Can gay people enter into straight marriages?
With respect, this is a deeply disingenuous argument. It is hardly addressing the point to argue that a lesbian woman, in a long-term relationship with another woman, is perfectly free to leave her partner and marry some random man. It is flippant, irresponsible, and deeply dismissive of the experience of being lesbian or gay.
The argument, moreover, does not stand up to legal scrutiny.
It is well established from case law that a heterosexual marriage where one of the parties is gay or lesbian may be avoided (and thus rendered null and void) on the basis that the party who is gay or lesbian is unable to form and sustain a normal marital relationship with the other party. In UF v JC  ILRM 65 the Supreme Court affirmed that a homosexual orientation may prevent a person from forming and sustaining the necessary relationship with a person of the opposite sex. This may render the marriage voidable. What this means is that the other party may avoid the marriage, in which case the marriage is null and void and of no legal effect, with retrospective effect. Once avoided, it is deemed not to be and never to have been a valid marriage.
Chief Justice Finlay commented that:
"Recognition by psychiatrists of the existence of a homosexual nature and inclination, which is not susceptible to being changed, makes it, in my view, a necessary and permissible development of the law of nullity, having regard to the principles which I have already outlined in this judgment, that it should recognise that in certain circumstances the existence in one party to a marriage of an inherent and unalterable homosexual nature may form a proper legal ground for annulling the marriage at the instance of the other party to the marriage in the case, at least, where that party has no knowledge of the existence of the homosexual nature."Interestingly, it appears also that this is the case in the canon law of the Roman Catholic Church. The homosexuality of one of the spouses may be a ground for annulling a Roman Catholic marriage under the Church's rules relating to the validity of sacramental marriages.
This does not mean that an opposite-sex marriage involving a gay or lesbian person will automatically or always be voidable. A homosexual or bisexual orientation on its own may not be sufficient in every case. Much will depend on the facts. The applicant must be able to show that the relevant party's sexuality made it impossible to sustain a normal and caring marriage relationship. It is arguable that in a good many cases a normal heterosexual marriage relationship may be possible notwithstanding such orientation. In AB v NC  IEHC 127, for instance, a marriage was upheld despite some evidence that the husband was attracted to other men. Notably, the couple had a regular sexual relationship and the husband had not acted on these attractions. It appears, also, that an annulment might not be available if a spouse knew her partner was gay before the marriage. If the spouse knew of the issue and married anyway, they would likely be treated as having lost the right to avoid. If the spouse found out after the marriage and, knowing of the right to avoid, still continued in the marriage, the right to avoid might also be lost.

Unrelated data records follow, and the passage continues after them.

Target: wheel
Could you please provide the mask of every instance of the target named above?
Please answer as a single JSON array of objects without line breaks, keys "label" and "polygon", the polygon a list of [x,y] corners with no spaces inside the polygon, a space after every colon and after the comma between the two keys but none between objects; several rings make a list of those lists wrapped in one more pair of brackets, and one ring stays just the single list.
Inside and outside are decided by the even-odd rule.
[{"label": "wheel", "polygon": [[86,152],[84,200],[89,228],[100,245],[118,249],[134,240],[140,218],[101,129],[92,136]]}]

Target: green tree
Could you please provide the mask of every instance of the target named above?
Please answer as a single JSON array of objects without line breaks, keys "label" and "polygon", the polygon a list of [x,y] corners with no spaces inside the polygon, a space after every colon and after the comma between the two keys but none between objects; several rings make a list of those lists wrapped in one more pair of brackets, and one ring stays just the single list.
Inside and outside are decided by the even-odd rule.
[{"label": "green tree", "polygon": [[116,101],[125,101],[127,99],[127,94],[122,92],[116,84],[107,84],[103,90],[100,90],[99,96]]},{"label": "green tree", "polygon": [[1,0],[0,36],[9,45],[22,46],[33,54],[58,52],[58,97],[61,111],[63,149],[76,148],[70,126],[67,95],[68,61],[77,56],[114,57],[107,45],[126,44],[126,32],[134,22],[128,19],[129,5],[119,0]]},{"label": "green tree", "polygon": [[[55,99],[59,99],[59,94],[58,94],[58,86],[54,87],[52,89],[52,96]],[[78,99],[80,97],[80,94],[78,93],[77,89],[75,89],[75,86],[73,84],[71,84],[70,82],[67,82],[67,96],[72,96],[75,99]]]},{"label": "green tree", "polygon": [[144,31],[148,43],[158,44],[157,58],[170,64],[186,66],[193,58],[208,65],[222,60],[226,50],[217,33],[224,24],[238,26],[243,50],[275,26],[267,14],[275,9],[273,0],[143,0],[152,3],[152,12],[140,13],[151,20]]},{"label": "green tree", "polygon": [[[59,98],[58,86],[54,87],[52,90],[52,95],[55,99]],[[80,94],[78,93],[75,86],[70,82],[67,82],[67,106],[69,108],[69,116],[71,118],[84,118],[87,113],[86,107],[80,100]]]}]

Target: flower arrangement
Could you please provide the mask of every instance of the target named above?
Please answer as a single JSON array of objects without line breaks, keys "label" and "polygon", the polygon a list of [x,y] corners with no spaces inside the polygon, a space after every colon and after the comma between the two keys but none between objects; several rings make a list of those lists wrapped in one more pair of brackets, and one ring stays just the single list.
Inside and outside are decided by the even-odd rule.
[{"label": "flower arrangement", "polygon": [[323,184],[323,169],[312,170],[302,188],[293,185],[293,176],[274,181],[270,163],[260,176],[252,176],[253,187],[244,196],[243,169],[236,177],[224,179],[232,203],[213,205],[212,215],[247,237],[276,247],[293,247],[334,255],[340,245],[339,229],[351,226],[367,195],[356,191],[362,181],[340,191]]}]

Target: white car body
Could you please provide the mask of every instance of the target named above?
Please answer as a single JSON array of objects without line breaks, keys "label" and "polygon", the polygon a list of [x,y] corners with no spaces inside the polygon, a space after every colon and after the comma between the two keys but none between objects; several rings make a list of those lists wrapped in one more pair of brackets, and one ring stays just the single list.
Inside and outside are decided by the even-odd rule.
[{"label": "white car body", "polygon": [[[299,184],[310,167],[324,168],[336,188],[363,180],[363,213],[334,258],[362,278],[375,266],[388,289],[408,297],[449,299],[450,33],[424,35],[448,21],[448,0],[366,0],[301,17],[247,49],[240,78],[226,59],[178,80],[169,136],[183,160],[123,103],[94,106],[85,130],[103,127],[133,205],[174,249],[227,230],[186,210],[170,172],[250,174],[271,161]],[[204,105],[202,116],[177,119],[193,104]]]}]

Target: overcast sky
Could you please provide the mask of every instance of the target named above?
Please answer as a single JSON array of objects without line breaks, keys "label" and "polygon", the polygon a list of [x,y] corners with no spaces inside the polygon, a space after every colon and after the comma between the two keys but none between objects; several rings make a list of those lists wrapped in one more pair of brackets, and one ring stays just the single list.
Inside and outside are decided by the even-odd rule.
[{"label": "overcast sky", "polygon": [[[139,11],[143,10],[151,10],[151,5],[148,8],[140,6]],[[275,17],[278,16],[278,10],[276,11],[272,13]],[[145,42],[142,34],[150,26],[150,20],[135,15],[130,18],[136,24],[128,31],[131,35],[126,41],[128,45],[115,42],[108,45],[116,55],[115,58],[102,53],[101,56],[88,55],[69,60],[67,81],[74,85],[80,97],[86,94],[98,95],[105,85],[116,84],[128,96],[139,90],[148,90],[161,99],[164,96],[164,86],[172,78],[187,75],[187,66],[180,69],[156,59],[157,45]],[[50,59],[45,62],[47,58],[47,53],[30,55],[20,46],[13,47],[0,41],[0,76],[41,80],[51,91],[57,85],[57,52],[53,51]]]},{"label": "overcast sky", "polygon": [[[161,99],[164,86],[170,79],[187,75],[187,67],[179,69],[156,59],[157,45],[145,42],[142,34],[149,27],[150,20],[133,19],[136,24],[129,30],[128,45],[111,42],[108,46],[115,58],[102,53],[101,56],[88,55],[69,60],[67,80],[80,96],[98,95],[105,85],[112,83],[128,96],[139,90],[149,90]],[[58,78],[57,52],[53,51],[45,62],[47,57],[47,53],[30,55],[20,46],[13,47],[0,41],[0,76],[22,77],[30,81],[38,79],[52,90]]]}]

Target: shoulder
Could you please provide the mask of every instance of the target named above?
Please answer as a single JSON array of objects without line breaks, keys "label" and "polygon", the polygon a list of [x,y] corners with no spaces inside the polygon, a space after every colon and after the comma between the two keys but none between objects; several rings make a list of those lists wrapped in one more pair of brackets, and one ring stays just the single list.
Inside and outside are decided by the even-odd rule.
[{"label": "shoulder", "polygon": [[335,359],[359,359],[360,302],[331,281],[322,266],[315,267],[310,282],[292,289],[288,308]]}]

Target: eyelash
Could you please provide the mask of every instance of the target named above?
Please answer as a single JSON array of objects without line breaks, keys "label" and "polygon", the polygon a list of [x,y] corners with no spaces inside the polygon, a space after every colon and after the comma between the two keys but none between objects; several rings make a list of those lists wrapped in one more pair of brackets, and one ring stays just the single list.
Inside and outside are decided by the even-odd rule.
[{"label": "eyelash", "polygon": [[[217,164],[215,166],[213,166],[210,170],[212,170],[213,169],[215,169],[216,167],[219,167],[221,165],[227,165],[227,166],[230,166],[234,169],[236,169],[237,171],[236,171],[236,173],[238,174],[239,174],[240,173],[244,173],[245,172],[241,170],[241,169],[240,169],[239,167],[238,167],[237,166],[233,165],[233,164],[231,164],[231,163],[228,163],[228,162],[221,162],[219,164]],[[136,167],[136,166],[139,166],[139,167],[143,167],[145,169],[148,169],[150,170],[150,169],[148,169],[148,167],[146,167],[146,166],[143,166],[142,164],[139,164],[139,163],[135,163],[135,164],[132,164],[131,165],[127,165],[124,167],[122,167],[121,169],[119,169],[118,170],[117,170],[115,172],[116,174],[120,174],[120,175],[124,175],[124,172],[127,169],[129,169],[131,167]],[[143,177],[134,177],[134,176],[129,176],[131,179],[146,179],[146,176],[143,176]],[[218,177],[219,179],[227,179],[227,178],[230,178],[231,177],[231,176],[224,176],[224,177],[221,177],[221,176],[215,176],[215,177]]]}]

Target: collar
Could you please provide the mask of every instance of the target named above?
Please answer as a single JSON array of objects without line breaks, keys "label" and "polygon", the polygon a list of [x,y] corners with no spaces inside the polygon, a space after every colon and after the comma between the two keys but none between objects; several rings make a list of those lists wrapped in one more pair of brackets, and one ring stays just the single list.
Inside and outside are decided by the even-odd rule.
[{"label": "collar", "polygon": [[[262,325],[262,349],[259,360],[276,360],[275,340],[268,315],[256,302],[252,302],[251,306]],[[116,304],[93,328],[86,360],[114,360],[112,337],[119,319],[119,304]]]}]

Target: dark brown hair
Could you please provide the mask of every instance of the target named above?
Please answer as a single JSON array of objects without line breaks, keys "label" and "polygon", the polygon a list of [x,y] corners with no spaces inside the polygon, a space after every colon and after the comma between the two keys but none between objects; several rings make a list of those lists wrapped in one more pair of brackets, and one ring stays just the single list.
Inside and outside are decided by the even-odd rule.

As a general principle, however, an opposite-sex marriage involving a gay person is at least potentially voidable.
Curiously, the same principle does not, it seems, apply to civil partnership. There is no requirement in law that civil partners be gay or bisexual. Provided neither party is misled or mistaken as to the other party's sexual orientation, the civil partnership, it would appear, is perfectly valid even though one or other party is straight.
There is also case law to the effect that a person who marries someone who is, unbeknownst to them, gay or lesbian may have the marriage declared void. The rationale here is that where a party marries not knowing of a relevant inherent disposition, the marriage may be void for lack of consent. In F v F  1 IR 348 a wife sought a decree of nullity on the basis that her husband was gay and had both before and after their marriage engaged in homosexual relationships. Barron J., in granting the decree, relied primarily on the ground that the respondent lacked the capacity to enter into and sustain a normal marital relationship. He nonetheless had “no doubt” that as a result of the respondent’s failure to reveal the truth, the petitioner’s “consent to the marriage was apparent only and not a true consent". Similarly, in SB v FL  1 IR 521 the High Court declared a marriage void because the wife did not know at the time of the marriage that her husband was transgender. While a marriage cannot be avoided due to concealment of conduct, the concealment of an inherent disposition, such as homosexuality, may still render the marriage void.
Given such case law, the proposition that gay people are free to enter into heterosexual marriage - and thus treated equally in law - falters. The simple fact is that both in state law and under the canon law rules of the Roman Catholic Church, such marriages are vulnerable to being declared invalid.
If the law were changed to permit marriage for same-sex couples, it is interesting to speculate what would happen in this area of law. It would be impossible in such a context to argue that being gay per se would be a barrier to a lawful marriage. It is nonetheless possible that a homosexual orientation would still possibly render a heterosexual marriage voidable, where it prevented the gay spouse from forming and sustaining a normal marriage relationship. By rights, the inverse should also be the case - a marriage between two parties of the same sex involving a heterosexual should equally be voidable, though the point is moot in the absence of case law.